Arzneien immer wieder knapp

Die Pharmaindustrie wächst als eine der wenigen Branchen in
Deutschland, doch immer wieder kommt es zu Engpässen - etwa bei
Fiebersäften, Schmerz- und Diabetesmitteln oder Antibiotika. Bei
vielen Mitteln ist Deutschland stark von China und Indien abhängig.
Die Branche macht Kostendruck auch der Politik dafür verantwortlich,
dass sich Hersteller in Deutschland etwa aus der Produktion von
Penicillin zurückgezogen haben. Unternehmen könnten wegen der
geltenden Preisregulierung für viele Arzneien in Deutschland
steigende Kosten nicht einfach an Kunden weitergeben, indem sie die
Preise erhöhen. 

Sorgen um Abhängigkeit von China

Die Pharma- und Chemiegewerkschaft IG BCE forderte Schritte gegen
Arzneiengpässe. Der Fokus dürfe nicht allein auf Hochtechnologie und
Forschung liegen, sagte Gewerkschaftschef Michael Vassiliadis. «Wir
müssen auch die Produktion von Standardmedikamenten und -wirkstoffen
stärken.» Die langen Listen mit Engpass-Medikamenten sprächen eine
deutliche Sprache.

Der Chemieverband VCI forderte umgehende Schritte zur Beschleunigung
von Verfahren, für Innovationen und zur Sicherung des
Produktionsstandorts. Deutschland habe mit seiner
Gesundheitswirtschaft große Chancen, aber auch viel zu verlieren. Han
Steutel, Präsident des Verbands forschender Pharma-Unternehmen,
sagte, in der wirtschaftlichen Schwäche komme es darauf an, die Basis
und Wachstumsmöglichkeiten der Pharmabranche zu stärken.

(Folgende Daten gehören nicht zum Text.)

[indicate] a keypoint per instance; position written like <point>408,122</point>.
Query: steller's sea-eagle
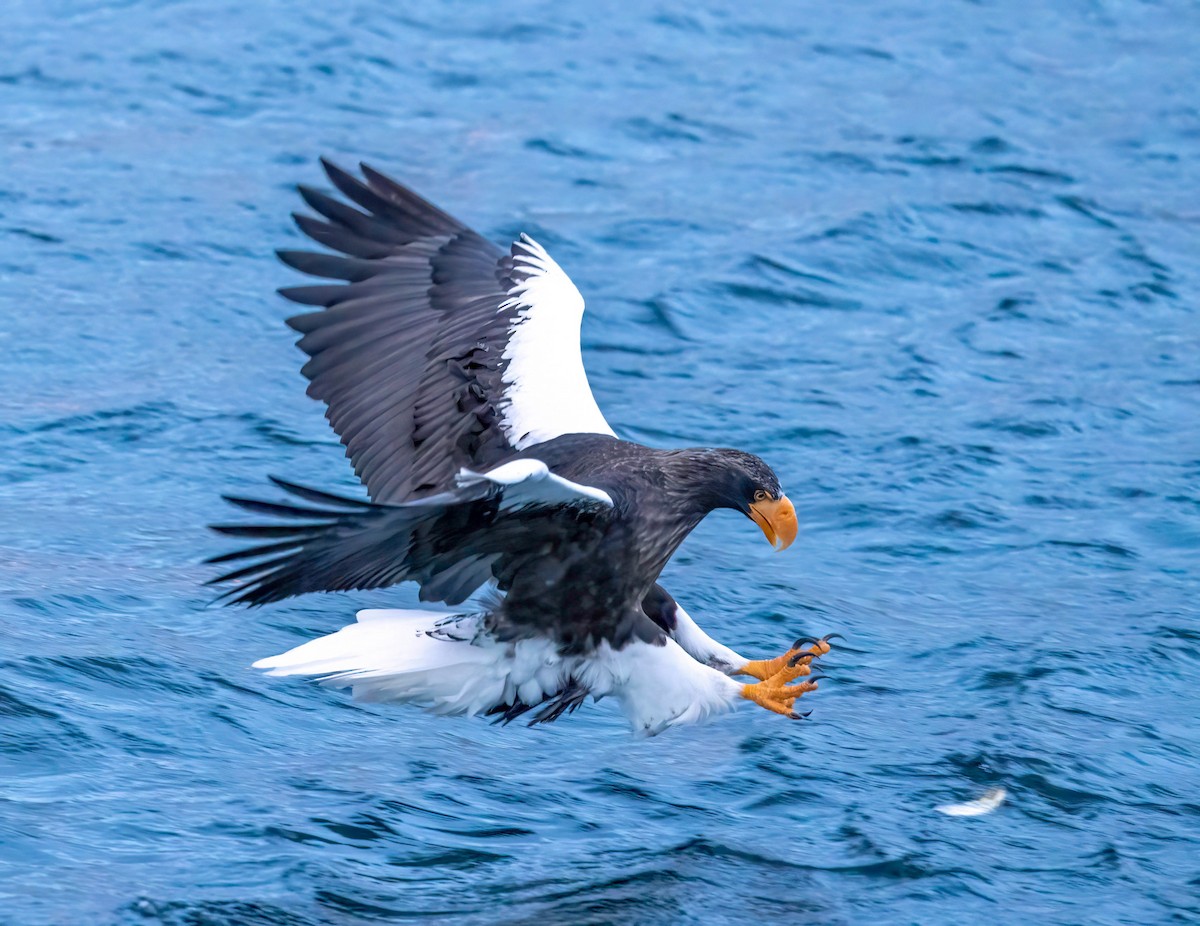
<point>450,368</point>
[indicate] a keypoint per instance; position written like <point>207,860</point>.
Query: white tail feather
<point>439,661</point>
<point>449,663</point>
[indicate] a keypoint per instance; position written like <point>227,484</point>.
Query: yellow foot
<point>765,669</point>
<point>774,693</point>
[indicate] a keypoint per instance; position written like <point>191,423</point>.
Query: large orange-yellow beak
<point>777,518</point>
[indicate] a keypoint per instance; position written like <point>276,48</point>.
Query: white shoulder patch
<point>531,482</point>
<point>546,389</point>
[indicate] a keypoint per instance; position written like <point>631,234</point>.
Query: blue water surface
<point>939,263</point>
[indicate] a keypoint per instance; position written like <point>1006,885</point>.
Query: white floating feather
<point>985,803</point>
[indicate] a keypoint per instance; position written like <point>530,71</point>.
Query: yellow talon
<point>774,693</point>
<point>763,669</point>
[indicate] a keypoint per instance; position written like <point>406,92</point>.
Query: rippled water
<point>937,263</point>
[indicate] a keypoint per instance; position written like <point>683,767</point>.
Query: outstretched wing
<point>450,543</point>
<point>439,350</point>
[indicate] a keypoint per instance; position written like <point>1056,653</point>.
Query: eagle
<point>451,371</point>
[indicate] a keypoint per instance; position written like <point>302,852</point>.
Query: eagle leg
<point>765,669</point>
<point>775,693</point>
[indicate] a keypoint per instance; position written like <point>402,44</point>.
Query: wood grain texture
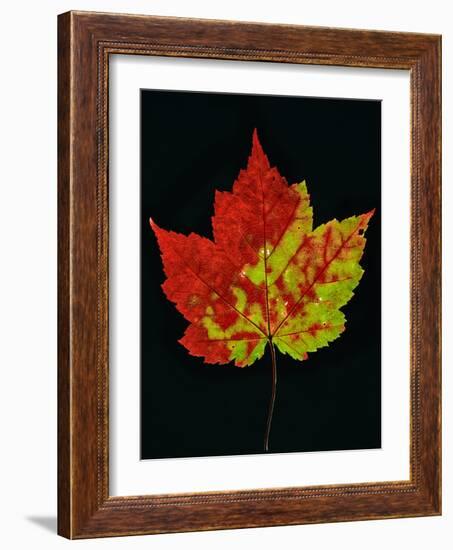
<point>86,40</point>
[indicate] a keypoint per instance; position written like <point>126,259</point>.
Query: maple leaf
<point>267,277</point>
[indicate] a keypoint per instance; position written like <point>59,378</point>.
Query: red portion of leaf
<point>257,212</point>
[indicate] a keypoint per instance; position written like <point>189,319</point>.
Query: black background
<point>192,144</point>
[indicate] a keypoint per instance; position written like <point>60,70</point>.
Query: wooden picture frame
<point>85,42</point>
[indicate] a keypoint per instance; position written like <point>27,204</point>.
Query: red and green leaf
<point>267,277</point>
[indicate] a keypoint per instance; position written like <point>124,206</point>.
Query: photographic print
<point>260,274</point>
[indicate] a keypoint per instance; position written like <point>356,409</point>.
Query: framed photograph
<point>249,275</point>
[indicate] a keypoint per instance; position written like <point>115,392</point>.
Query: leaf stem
<point>272,399</point>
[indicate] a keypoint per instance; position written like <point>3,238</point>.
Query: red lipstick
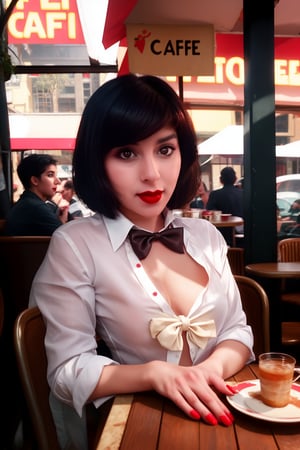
<point>150,197</point>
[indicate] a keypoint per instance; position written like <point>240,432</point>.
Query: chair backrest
<point>29,334</point>
<point>1,311</point>
<point>256,306</point>
<point>236,258</point>
<point>21,257</point>
<point>289,250</point>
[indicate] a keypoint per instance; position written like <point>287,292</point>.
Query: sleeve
<point>63,290</point>
<point>234,322</point>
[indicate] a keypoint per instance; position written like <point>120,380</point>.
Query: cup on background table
<point>217,216</point>
<point>207,215</point>
<point>276,372</point>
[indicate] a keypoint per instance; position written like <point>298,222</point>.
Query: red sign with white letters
<point>45,22</point>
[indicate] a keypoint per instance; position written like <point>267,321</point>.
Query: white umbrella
<point>291,150</point>
<point>230,141</point>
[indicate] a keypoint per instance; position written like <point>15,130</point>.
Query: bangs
<point>137,116</point>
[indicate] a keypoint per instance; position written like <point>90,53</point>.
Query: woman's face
<point>144,175</point>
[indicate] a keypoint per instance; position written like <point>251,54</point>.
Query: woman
<point>172,319</point>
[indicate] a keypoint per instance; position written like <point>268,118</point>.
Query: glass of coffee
<point>276,371</point>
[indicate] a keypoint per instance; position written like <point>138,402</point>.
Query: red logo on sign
<point>140,40</point>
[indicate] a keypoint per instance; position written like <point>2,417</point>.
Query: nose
<point>150,169</point>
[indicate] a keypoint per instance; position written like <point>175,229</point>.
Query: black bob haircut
<point>123,111</point>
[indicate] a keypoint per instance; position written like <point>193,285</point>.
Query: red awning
<point>42,144</point>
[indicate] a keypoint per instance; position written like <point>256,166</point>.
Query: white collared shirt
<point>92,282</point>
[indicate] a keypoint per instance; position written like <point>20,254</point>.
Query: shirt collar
<point>119,228</point>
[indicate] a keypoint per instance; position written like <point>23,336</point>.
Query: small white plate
<point>245,402</point>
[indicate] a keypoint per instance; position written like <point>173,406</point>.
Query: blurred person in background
<point>76,208</point>
<point>201,198</point>
<point>228,199</point>
<point>31,215</point>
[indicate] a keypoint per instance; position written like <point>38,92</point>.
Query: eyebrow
<point>167,138</point>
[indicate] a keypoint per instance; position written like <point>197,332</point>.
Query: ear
<point>34,181</point>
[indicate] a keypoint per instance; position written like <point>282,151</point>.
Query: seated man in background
<point>30,215</point>
<point>228,199</point>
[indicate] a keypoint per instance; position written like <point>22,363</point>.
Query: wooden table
<point>270,274</point>
<point>147,421</point>
<point>231,222</point>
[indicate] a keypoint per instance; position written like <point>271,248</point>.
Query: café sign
<point>171,49</point>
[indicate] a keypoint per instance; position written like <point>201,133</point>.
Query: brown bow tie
<point>141,240</point>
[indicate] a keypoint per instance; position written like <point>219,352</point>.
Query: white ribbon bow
<point>168,330</point>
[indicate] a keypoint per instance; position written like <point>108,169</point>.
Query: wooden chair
<point>22,256</point>
<point>1,311</point>
<point>29,333</point>
<point>289,251</point>
<point>256,306</point>
<point>236,260</point>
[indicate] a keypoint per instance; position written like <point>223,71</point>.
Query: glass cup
<point>276,371</point>
<point>217,216</point>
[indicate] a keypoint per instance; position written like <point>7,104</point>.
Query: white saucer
<point>244,402</point>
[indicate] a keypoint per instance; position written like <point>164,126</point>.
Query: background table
<point>270,274</point>
<point>148,421</point>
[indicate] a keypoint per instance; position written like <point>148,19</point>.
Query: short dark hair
<point>123,111</point>
<point>33,166</point>
<point>68,184</point>
<point>228,176</point>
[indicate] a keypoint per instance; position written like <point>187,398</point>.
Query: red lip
<point>150,197</point>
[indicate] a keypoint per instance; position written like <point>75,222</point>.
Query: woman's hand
<point>193,390</point>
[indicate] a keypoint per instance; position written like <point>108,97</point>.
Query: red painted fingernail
<point>226,420</point>
<point>194,414</point>
<point>230,416</point>
<point>210,418</point>
<point>232,389</point>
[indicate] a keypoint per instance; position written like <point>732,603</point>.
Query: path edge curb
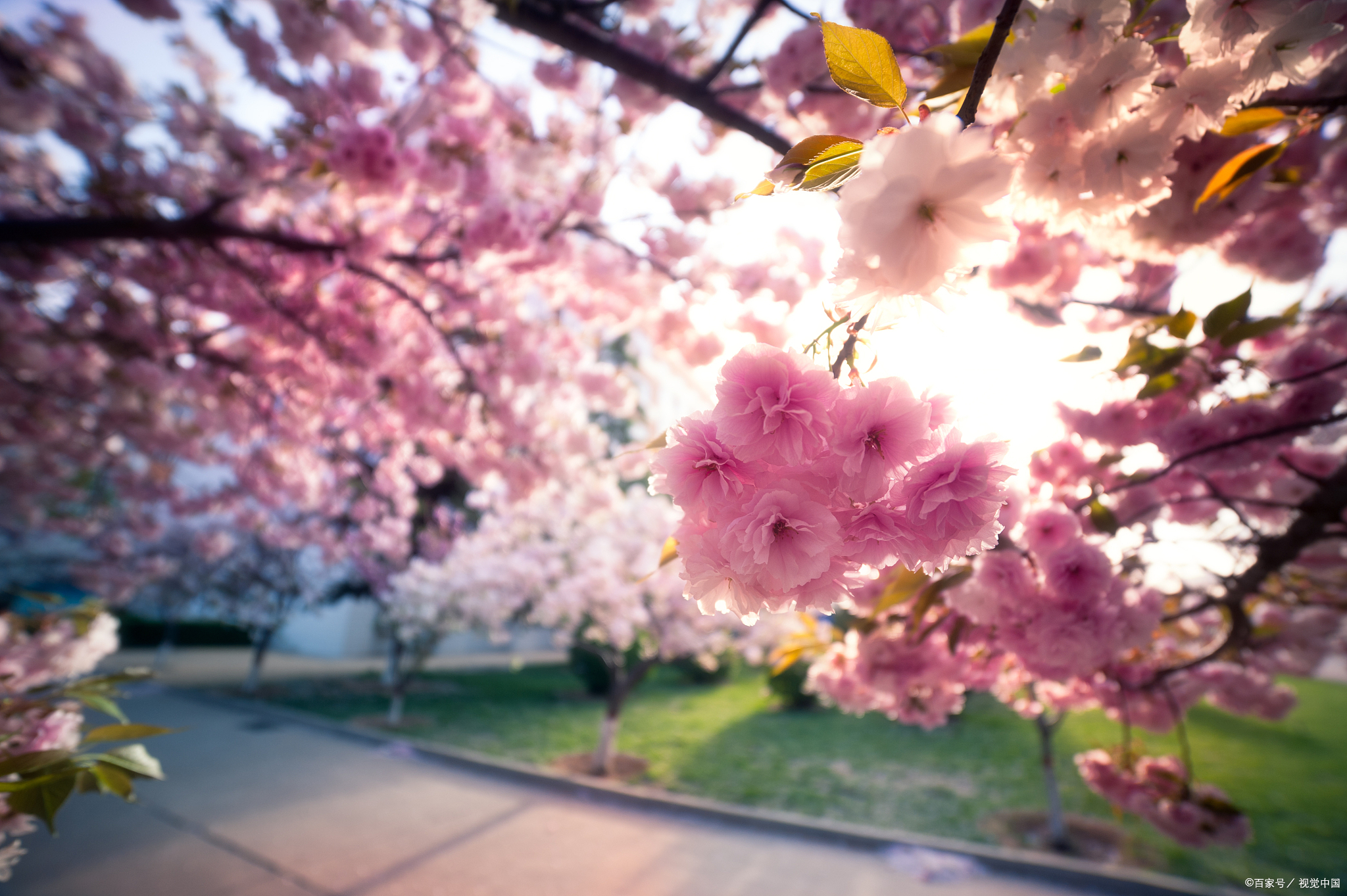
<point>1055,870</point>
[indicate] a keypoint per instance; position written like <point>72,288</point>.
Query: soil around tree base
<point>1090,839</point>
<point>625,767</point>
<point>380,720</point>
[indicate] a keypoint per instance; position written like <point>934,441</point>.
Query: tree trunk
<point>606,749</point>
<point>166,644</point>
<point>260,644</point>
<point>1058,839</point>
<point>397,681</point>
<point>622,688</point>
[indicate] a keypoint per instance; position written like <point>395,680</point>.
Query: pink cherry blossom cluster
<point>33,655</point>
<point>914,680</point>
<point>569,555</point>
<point>1058,607</point>
<point>1159,790</point>
<point>790,484</point>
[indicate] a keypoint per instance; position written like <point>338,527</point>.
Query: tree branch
<point>201,227</point>
<point>759,11</point>
<point>849,346</point>
<point>1321,510</point>
<point>1219,446</point>
<point>988,61</point>
<point>542,22</point>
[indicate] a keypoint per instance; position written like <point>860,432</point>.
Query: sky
<point>1002,371</point>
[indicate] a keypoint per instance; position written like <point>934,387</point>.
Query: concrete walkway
<point>254,807</point>
<point>214,667</point>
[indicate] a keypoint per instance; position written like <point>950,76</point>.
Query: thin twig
<point>849,346</point>
<point>1311,374</point>
<point>552,26</point>
<point>988,61</point>
<point>1221,446</point>
<point>759,11</point>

Dorothee Brakmann, Hauptgeschäftsführerin des Verbands Pharma
Deutschland sagte: «Der Pharmadialog gibt uns die Chance,
regulatorische Ineffizienzen und bürokratische Hürden anzugehen, die
unseren Standort zunehmend unter Druck setzen und das Potenzial
unserer Branche hemmen.»

Krankenkassen fürchten höhere Arznei-Ausgaben

Bei den Bedingungen steht mit im Blick, dass höhere
Arzneimittelpreise auf die Finanzen der gesetzlichen
Krankenversicherungen (GKV) durchschlagen. Neue Beitragserhöhungen
will die Koalition aber auch vermeiden. Die stellvertretende Chefin
des GKV-Spitzenverbands, Stefanie Stoff-Ahnis, sagte der dpa: «Wir
erwarten einen konstruktiven und fairen Dialog mit konkreten
Vorschlägen, um die Solidargemeinschaft vor immer höheren
Kostensteigerungen zu schützen.» Die gesetzlichen Kassen mit 75
Millionen Versicherten hätten großes Interesse an einer starken
Pharma- und Medizintechnikindustrie. Die Arzneimittel-Ausgaben seien
aber allein im ersten Halbjahr um sechs Prozent gestiegen.